I notice the places and remember, but that time is removed.  The receipt was different, real and concrete.  When my friend Linda arrived at the house, I was still holding it.  I held up the paper and smirked, and she looked at it.  Then her eyes got wide, and she said, “You should burn it!” We laughed and joined the kids making dinner.

We talked all evening about the state of education. 

“Were we that stupid in college, Nicole?  I don’t think we were that stupid.” 
“Oh, right, Mom.  What do you expect her to say, ‘Yes, we were definitely stupid!’” 
“Well, sure we had our moments, but we also had humility back then!  Less arrogance, for sure!”

I told amusing stories about the class I’m auditing.  Our children told amusing stories about the classes each are taking at their respective schools. 

So much laughter! 

We told stories about that day my son was born, right there at home. 

“It was like today, wasn’t it?”
“No, it was misty.”
“Not rainy, though.”
“No.
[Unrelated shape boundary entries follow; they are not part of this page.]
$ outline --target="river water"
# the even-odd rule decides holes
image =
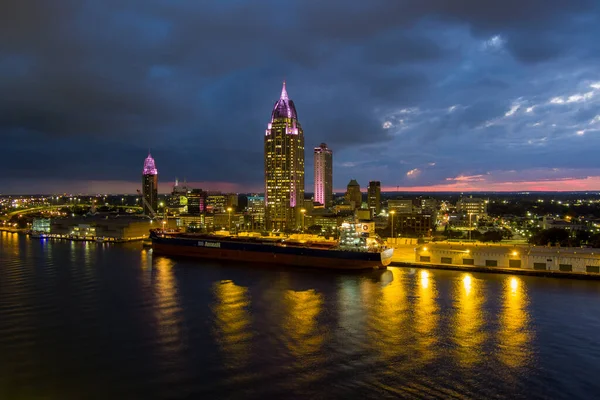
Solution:
[[[600,282],[0,233],[0,398],[590,398]]]

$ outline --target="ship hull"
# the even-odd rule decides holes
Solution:
[[[290,265],[295,267],[361,270],[385,268],[380,253],[352,252],[310,247],[239,243],[220,240],[191,240],[176,237],[152,238],[153,253],[164,256]]]

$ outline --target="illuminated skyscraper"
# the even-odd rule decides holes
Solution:
[[[333,152],[325,143],[315,147],[315,202],[331,207],[333,200]]]
[[[265,133],[267,229],[296,229],[304,202],[304,132],[283,82]]]
[[[368,204],[373,215],[379,215],[381,212],[381,182],[370,181],[368,189]]]
[[[146,160],[144,161],[144,172],[142,174],[142,195],[148,204],[152,206],[152,209],[156,212],[158,206],[158,170],[156,169],[154,159],[150,153],[148,153],[148,157],[146,157]],[[150,212],[145,202],[143,207],[145,215],[152,215],[152,212]]]
[[[360,185],[356,182],[356,179],[352,179],[346,188],[346,201],[352,205],[353,209],[360,208],[362,206],[362,193],[360,191]]]

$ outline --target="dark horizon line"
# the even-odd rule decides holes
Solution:
[[[210,190],[208,191],[210,192]],[[217,191],[215,191],[217,192]],[[223,194],[256,194],[256,195],[264,195],[264,192],[223,192]],[[314,194],[313,192],[304,192],[305,194]],[[333,192],[335,195],[340,195],[345,192]],[[361,193],[368,193],[367,190],[361,190]],[[394,190],[394,191],[382,191],[381,194],[429,194],[429,195],[440,195],[440,194],[552,194],[552,193],[586,193],[586,194],[599,194],[600,190],[519,190],[519,191],[490,191],[490,190],[474,190],[474,191],[402,191],[402,190]],[[168,195],[170,192],[159,193],[159,195]],[[9,196],[139,196],[136,193],[74,193],[74,192],[62,192],[62,193],[0,193],[0,197],[9,197]]]

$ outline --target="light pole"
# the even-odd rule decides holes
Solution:
[[[227,207],[227,212],[229,213],[229,234],[231,235],[231,207]]]

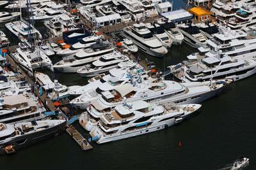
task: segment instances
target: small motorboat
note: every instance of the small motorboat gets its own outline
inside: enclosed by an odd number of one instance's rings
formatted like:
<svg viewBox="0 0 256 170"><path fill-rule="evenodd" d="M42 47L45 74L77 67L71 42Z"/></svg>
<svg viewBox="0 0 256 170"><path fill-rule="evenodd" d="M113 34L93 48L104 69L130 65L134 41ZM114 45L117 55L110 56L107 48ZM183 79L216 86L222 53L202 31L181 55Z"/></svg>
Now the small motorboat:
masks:
<svg viewBox="0 0 256 170"><path fill-rule="evenodd" d="M233 166L232 167L231 169L240 169L241 168L248 166L248 164L249 159L241 156L235 160L235 162L234 162Z"/></svg>

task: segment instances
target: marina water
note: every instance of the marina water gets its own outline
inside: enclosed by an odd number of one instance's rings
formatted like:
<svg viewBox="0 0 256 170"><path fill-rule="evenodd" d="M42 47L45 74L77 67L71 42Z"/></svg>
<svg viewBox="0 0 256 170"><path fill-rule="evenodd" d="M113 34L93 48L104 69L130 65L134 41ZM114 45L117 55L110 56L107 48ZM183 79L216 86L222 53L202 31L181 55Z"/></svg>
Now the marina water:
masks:
<svg viewBox="0 0 256 170"><path fill-rule="evenodd" d="M174 9L185 4L182 0L173 3ZM194 52L183 45L173 46L164 59L139 55L164 70ZM51 76L68 86L86 83L76 74ZM255 84L255 76L232 83L219 96L204 102L192 117L166 130L104 145L94 143L94 148L86 152L64 133L2 156L0 169L218 169L228 167L241 155L250 159L246 169L256 169ZM75 126L86 133L78 124Z"/></svg>

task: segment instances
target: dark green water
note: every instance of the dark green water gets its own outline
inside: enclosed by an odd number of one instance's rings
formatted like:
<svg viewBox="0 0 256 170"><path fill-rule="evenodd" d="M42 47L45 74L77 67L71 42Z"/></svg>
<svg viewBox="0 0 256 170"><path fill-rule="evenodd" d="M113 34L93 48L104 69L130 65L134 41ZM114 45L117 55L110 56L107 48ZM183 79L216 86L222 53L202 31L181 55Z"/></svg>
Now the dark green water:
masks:
<svg viewBox="0 0 256 170"><path fill-rule="evenodd" d="M175 8L184 5L174 1ZM195 49L173 46L164 59L147 57L159 67L177 63ZM67 85L85 84L76 74L55 76ZM82 152L64 133L45 142L0 157L0 169L216 169L238 156L250 159L256 169L255 76L234 83L203 103L199 111L179 125L152 134L99 145ZM83 134L78 124L76 126ZM183 143L178 147L179 142Z"/></svg>

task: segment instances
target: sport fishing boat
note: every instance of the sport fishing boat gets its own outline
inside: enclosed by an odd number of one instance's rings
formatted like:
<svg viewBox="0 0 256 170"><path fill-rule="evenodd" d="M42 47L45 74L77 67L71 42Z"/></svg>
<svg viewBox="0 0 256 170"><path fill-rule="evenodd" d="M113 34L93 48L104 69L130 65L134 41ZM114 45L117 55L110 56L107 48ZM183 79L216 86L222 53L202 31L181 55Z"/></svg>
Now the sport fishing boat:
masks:
<svg viewBox="0 0 256 170"><path fill-rule="evenodd" d="M136 80L133 82L138 82ZM97 97L90 99L77 104L80 109L86 112L79 118L83 127L88 131L97 125L102 113L109 108L135 101L145 101L156 104L173 102L178 104L200 103L218 94L232 80L220 80L204 82L178 83L173 81L159 80L156 78L143 80L142 83L133 86L126 83L111 90L100 91L99 87L95 90L101 92Z"/></svg>
<svg viewBox="0 0 256 170"><path fill-rule="evenodd" d="M9 22L18 18L20 15L20 12L0 12L0 23Z"/></svg>
<svg viewBox="0 0 256 170"><path fill-rule="evenodd" d="M93 62L91 64L86 65L78 69L77 73L83 77L93 77L116 67L119 63L129 60L129 57L126 55L118 52L114 52L101 56L100 58Z"/></svg>
<svg viewBox="0 0 256 170"><path fill-rule="evenodd" d="M163 46L161 41L154 36L153 33L142 22L124 28L121 34L149 55L163 57L168 52L166 48Z"/></svg>
<svg viewBox="0 0 256 170"><path fill-rule="evenodd" d="M90 132L97 143L105 143L160 131L180 123L201 104L157 106L142 101L124 103L104 112Z"/></svg>
<svg viewBox="0 0 256 170"><path fill-rule="evenodd" d="M45 118L44 107L27 92L4 96L0 103L0 122L16 124Z"/></svg>
<svg viewBox="0 0 256 170"><path fill-rule="evenodd" d="M182 43L184 37L180 31L176 27L175 24L163 19L157 20L157 24L162 26L167 34L171 37L173 45L180 45Z"/></svg>
<svg viewBox="0 0 256 170"><path fill-rule="evenodd" d="M0 124L0 154L15 151L42 142L65 129L65 120L34 120L14 125Z"/></svg>
<svg viewBox="0 0 256 170"><path fill-rule="evenodd" d="M76 73L84 66L98 60L102 55L113 52L114 48L109 41L99 41L91 47L68 56L54 65L54 69L63 73Z"/></svg>

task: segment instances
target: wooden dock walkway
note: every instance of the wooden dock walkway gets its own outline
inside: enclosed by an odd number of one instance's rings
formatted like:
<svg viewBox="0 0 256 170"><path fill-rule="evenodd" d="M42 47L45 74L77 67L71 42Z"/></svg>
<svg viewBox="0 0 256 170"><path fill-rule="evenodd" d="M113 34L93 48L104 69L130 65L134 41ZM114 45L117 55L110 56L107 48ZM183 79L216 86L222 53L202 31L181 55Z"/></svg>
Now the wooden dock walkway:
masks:
<svg viewBox="0 0 256 170"><path fill-rule="evenodd" d="M87 150L93 148L86 139L83 138L74 126L70 125L67 128L66 131L77 143L77 144L81 146L82 150Z"/></svg>

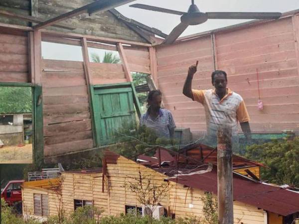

No rain, just quiet mist.” 

Linda and I were with each other at the births of each of our younger babes, just a few months apart.  Linda’s daughter asked questions. “I should take notes for future reference,” she said.  I didn’t know whether she meant for when she had her own babies, or for her anatomy and physiology class.  While we answered questions about birth, trying not to get too gruesome, the birthday boy himself sort of checked out.  “Are we done yet?” he asked in a low, bemused voice. 

We laughed.  We laughed about his marathon sleeping habits as a baby. In her joyful, musical voice, my friend Linda said, “You were the most relaxed and rested mother of a newborn I’ve ever known, Nicole!  I’d come over, and you’d be singing and folding laundry and baking bread, and you’d say, ‘Oh, the baby’s still sleeping!’”  And she giggled a sparkling giggle. 

I remembered my midwife assuring me that 18 – 20 hours of sleep each day was within the normal range, but warning me that children who were big sleepers developed at a normal rate.  “He’ll roll over and crawl and walk on time, and you need to watch out, because you won’t expect it when he’s spent his whole life sleeping!”  Linda’s daughter had been on a “ship’s schedule – four hours awake, four hours asleep, around the clock.”

And then there was cake and singing and candles and more laughter.

And then we said goodbye.

Before I scooted to work early this morning for another long day of singing, I looked at that slip of paper again, and it was just a piece of paper.  It did not stir up that deep well of stillness.  I will put it in the box with the other mementos, the books and CDs and train ticket stubs and notes.  I don’t know why I keep these things, but it seems important, the way that poem moment was important and real. 


It’s Saturday, so there is only one colleague here, a curmudgeonly music history professor who is tired of music – here, ostensibly, to work on a book proposal.  He brought me a fritter and coffee and only one tale of woe, political, but authentic, not one born of manufactured drama.  Linda’s daughter will be finishing her SAT about now, and my boy is, I hope, mowing the lawn.  The singers are gathering again for their afternoon session, and my soup is getting cold on the desk next to me as I type.  Mundane moments pile up.  And the dangerous people are, for now, out of range.